Je veux lutter contre le pourrissement de la société et de la jeunesse corse. Comme sur le continent, je trouve que c'est une catastrophe sur le plan sanitaire et du développement personnel. 

- Au-delà de ces 40 détentions provisoires, quels sont les chiffres marquants de votre action aujourd'hui ?
- L'augmentation de l'activité pénale : on est passés de 9 000 procès verbaux par an reçus au parquet à 14 000. Nous aurons l'occasion avec M. le Préfet d'annoncer les chiffres de l'état de la délinquance dans le département lors de l'état major de sécurité. Nous repartons sur un schéma antérieur à celui de covid, avec des chiffres qui s'apparentent à une période d'avant-crise sanitaire. 
Il y a des tendances qu'il faudra analyser finement : la délinquance routière, les atteintes aux biens, les cambriolages, etc. La tendance est plutôt à la hausse, y compris sur les violences conjugales. Nous continuerons à mener une action très offensive. 

- Justement, vous avez notamment expliqué que les violences conjugales étaient davantage révélées aujourd'hui en Corse, avec un nombre de plaintes en hausse. Le travail doit continuer pour améliorer la prise en charge des victimes comme des auteurs...
- Il faut améliorer encore l'accueil des victimes, même s'il est déjà bien meilleur que celui que nous avons connu puisque des officiers de police judiciaire sont désormais formés à l'accueil de victimes de violences conjugales. Nous avons des structures d'accueil : l'unité médico-judiciaire au centre hospitalier, la cellule d'audition pour mineurs victimes que nous allons lancer au 1er semestre 2023 pour les mineurs victimes d'infractions pénales et donner à la Corse-du-Sud l'équivalent de ce qui se fait ailleurs.
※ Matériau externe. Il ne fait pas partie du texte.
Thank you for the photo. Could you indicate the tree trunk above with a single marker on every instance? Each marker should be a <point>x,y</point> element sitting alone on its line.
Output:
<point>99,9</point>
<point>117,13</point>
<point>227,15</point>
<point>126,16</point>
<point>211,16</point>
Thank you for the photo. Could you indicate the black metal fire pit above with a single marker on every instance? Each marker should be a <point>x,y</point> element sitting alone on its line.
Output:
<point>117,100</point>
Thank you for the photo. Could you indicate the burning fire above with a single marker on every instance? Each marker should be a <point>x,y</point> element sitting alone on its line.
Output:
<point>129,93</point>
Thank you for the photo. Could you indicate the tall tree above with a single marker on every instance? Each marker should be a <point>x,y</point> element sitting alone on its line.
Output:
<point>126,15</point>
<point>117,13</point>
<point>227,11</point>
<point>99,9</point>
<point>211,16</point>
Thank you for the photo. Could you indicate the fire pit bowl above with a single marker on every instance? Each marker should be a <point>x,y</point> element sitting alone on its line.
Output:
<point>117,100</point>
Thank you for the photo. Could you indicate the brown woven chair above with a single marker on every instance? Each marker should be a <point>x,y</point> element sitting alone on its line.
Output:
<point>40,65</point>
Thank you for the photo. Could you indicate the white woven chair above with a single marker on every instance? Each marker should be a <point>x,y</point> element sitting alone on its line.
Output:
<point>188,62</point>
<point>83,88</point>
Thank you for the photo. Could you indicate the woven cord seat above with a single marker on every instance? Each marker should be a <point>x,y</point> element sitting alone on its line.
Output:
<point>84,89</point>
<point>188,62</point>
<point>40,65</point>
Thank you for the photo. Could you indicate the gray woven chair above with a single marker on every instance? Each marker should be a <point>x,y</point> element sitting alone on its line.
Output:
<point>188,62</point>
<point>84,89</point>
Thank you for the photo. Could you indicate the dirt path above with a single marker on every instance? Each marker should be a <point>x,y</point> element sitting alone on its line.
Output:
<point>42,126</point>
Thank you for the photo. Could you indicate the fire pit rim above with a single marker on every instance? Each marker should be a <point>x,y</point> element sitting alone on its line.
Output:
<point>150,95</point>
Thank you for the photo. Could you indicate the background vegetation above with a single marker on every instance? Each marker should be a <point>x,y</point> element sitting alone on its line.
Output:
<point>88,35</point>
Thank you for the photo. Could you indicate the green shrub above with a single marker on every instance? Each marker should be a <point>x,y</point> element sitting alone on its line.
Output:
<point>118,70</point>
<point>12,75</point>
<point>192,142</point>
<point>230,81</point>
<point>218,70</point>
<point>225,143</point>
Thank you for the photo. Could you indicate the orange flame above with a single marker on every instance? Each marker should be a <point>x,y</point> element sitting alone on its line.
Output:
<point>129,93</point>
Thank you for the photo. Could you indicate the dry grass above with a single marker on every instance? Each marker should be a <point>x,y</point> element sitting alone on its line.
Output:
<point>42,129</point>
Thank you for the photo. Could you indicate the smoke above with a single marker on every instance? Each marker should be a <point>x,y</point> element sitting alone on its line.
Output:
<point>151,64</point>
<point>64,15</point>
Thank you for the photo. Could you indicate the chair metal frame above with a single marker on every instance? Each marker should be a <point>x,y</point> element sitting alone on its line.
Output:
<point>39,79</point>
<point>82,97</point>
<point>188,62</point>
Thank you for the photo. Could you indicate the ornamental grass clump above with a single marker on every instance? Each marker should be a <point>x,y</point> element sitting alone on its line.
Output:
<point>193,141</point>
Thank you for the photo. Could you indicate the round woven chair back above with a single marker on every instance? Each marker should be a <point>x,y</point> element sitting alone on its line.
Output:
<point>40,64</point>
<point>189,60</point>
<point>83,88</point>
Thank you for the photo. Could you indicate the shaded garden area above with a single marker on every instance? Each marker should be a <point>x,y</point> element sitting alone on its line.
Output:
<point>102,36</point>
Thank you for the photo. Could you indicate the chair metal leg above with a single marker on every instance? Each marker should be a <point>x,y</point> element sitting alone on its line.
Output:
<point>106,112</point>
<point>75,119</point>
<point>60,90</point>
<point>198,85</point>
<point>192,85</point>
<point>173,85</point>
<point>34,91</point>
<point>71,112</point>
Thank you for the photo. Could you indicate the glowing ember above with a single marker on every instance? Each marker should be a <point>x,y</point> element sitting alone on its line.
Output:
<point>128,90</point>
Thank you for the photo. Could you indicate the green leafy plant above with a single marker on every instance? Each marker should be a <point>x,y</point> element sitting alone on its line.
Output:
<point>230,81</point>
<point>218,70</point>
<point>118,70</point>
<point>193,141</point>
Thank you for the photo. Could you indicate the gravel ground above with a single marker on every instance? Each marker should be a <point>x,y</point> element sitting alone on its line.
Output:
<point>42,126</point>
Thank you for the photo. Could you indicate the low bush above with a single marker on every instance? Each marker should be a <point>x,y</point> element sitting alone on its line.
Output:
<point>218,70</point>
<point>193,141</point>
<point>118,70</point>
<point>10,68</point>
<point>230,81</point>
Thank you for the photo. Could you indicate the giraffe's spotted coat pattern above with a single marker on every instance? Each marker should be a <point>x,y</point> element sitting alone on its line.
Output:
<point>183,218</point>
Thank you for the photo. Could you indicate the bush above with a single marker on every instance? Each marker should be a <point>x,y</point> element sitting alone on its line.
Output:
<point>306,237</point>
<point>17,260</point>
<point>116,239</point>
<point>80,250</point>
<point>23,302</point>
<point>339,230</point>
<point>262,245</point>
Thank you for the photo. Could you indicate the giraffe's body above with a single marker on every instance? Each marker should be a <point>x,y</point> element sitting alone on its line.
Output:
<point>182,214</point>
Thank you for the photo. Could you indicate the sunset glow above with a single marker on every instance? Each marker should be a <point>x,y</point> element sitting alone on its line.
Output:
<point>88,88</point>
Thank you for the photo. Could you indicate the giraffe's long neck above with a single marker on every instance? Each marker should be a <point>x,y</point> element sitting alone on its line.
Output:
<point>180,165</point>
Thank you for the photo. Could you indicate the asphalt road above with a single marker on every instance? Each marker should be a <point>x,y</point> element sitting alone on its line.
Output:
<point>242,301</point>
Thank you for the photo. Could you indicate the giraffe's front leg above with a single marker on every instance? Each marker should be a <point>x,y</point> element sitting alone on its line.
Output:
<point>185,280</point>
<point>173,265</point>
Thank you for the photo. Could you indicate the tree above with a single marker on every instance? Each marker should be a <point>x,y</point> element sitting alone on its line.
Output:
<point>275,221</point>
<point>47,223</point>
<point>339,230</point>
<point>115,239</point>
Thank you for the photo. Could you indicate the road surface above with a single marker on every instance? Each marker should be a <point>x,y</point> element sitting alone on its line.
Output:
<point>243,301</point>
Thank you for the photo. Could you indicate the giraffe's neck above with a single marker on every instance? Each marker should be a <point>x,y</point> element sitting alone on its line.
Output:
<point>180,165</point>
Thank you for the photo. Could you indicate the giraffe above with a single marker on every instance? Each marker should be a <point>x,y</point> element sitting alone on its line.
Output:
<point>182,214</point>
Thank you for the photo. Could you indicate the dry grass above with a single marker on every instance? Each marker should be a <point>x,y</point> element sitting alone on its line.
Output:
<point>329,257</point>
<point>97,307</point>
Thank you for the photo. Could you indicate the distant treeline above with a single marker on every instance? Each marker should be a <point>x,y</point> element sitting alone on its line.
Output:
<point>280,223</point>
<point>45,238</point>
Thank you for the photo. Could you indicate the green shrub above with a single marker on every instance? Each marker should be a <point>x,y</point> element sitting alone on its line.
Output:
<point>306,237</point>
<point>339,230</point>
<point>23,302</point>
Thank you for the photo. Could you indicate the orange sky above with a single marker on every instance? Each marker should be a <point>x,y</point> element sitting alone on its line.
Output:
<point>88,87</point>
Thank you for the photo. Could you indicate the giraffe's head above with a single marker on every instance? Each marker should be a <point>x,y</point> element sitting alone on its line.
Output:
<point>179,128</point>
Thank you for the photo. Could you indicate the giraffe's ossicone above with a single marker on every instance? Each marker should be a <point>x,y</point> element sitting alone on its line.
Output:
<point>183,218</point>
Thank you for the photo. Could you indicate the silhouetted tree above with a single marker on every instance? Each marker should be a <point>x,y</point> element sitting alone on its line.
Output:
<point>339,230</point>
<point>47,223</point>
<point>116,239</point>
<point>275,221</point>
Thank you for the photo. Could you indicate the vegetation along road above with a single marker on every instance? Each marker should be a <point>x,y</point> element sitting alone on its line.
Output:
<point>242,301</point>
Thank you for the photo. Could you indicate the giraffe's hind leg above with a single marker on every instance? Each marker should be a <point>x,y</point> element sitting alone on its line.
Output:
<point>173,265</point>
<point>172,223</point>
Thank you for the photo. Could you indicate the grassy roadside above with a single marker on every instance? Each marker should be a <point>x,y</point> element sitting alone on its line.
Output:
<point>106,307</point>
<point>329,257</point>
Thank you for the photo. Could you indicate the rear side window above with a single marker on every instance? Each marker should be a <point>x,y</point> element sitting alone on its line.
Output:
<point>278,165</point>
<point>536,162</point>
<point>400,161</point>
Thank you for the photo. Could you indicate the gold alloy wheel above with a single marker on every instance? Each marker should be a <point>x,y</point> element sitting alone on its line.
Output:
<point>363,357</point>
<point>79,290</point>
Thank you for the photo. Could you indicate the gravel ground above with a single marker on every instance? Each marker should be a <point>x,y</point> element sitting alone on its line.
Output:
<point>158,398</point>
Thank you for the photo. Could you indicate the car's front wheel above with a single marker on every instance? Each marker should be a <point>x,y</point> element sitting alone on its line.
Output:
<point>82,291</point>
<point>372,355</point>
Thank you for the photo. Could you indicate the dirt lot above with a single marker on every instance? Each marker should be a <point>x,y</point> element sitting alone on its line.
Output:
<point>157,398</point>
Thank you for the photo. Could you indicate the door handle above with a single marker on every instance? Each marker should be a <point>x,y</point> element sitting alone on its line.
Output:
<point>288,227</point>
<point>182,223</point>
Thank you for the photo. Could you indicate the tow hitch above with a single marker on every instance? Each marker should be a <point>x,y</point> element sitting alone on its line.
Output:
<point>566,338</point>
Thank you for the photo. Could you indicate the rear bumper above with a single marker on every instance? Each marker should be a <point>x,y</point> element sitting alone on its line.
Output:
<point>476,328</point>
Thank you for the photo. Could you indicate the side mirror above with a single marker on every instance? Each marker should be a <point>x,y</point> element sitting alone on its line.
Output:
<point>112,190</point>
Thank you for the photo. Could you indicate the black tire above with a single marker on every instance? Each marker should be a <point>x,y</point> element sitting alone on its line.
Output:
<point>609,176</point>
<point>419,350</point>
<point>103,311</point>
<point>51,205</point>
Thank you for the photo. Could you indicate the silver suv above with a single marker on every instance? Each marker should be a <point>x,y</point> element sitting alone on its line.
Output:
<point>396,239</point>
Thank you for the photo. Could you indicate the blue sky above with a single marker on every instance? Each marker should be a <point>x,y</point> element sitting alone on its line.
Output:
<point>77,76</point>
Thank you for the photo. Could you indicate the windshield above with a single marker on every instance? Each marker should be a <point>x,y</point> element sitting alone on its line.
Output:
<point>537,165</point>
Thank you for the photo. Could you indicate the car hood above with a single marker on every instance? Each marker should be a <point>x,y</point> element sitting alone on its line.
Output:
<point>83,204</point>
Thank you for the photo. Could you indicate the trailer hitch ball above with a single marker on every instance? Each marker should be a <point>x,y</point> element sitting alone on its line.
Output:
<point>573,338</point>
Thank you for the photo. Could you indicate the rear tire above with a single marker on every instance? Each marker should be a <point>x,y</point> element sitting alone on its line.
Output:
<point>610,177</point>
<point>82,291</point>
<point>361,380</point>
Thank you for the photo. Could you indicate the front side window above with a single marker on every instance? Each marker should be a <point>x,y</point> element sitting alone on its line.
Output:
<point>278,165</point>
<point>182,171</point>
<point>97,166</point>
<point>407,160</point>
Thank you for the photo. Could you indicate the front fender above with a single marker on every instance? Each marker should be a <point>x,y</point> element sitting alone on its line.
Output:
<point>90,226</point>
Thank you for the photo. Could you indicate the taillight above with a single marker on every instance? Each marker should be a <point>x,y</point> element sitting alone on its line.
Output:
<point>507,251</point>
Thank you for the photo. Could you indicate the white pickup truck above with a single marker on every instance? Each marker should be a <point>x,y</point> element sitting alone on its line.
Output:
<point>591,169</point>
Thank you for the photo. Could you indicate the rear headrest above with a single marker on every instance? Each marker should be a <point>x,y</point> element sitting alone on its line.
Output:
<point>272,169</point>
En termes d'accueil, de prise en charge et de réponse pénale rapide pour les victimes. 

- Pour cette année 2023, qu'espérez-vous ?
- J'attends que nos projets aboutissent. Ceux pour la prise en charge des victimes, notamment. Que nous puissions continuer à tisser des partenariats avec les associations. La présentation de la nouvelle circulaire de politique pénale territoriale mettra en avant de nouveaux objectifs, notamment en termes de préservation de l'environnement et de l'urbanisme. 
Et puis, les priorités d'action publique : les stupéfiants, les violences intrafamiliales et la criminalité organisée. Nous avons déjà tissé des relations de proximité avec tous nos partenaires et nous essayons de continuer à aller vers les associations. Je lance d'ailleurs un appel du pied à ces associations pour leur dire que ma porte est ouverte et que je souhaiterais les rencontrer pour créer ces partenariats.